All young children go through such periods of negativism. They will ignore direct questions, do the opposite of what they are told and dawdle when they sense that Mother is in particular hurry. At the sometime that they are bolstering their autonomy with this behavior, they are also testing the rules to determine what is expected of them and learning how to create boundaries for themselves. Negativism usually peaks around the third birthday. Its intensity and form of expression varies from child to child. Your child is most likely to rebel at mealtime, bath time or bedtime, or whenever you issue a command.

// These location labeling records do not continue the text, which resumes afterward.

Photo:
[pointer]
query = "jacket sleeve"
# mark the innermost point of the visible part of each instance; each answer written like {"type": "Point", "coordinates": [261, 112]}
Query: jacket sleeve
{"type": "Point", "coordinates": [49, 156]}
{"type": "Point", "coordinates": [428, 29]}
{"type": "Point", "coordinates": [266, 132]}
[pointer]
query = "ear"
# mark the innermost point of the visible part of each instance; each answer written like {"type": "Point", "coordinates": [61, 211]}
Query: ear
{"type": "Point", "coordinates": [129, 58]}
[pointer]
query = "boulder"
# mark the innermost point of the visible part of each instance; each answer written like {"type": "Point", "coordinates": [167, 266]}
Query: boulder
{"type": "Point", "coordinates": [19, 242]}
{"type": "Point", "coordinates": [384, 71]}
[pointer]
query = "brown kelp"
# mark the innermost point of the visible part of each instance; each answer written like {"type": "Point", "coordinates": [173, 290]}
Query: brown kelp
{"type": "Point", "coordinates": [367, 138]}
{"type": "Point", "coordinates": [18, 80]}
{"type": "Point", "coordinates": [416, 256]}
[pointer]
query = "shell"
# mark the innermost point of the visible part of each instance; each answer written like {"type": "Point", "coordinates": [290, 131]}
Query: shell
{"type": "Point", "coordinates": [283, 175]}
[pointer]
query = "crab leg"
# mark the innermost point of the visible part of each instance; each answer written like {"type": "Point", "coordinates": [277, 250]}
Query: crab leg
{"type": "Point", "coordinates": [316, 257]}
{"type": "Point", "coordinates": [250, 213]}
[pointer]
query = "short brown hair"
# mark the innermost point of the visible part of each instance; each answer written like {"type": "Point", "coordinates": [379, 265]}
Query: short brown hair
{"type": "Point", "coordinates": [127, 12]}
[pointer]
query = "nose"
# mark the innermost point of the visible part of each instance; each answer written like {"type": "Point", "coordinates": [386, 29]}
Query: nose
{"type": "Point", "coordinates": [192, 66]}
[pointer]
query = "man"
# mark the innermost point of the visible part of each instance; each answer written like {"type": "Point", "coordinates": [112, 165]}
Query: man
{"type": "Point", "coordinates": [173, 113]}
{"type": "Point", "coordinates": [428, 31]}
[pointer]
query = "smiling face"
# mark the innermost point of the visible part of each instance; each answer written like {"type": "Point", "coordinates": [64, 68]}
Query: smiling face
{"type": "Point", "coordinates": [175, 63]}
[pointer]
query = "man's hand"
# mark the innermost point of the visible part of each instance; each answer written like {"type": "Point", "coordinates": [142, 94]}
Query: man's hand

Try to manage your dealings with your child to reduce the opportunities for personal clashes. When you must assert your will, try suggesting, “Let’s do something else,” rather than flatly declaring, “No, doesn’t do that”. Avoid asking questions such as “Do you want to take your bath now?” that automatically elicit a negative response.
Try using games to accomplish a task or to get through a touchy situation. When you want your child to pick up toys, offer a challenge let’s see how fast we can get these toys back into the box. “Knowing the potential problem areas- cleaning up, taking a nap or eating lunch- you can steer your youngster around them without his sensing your guidance.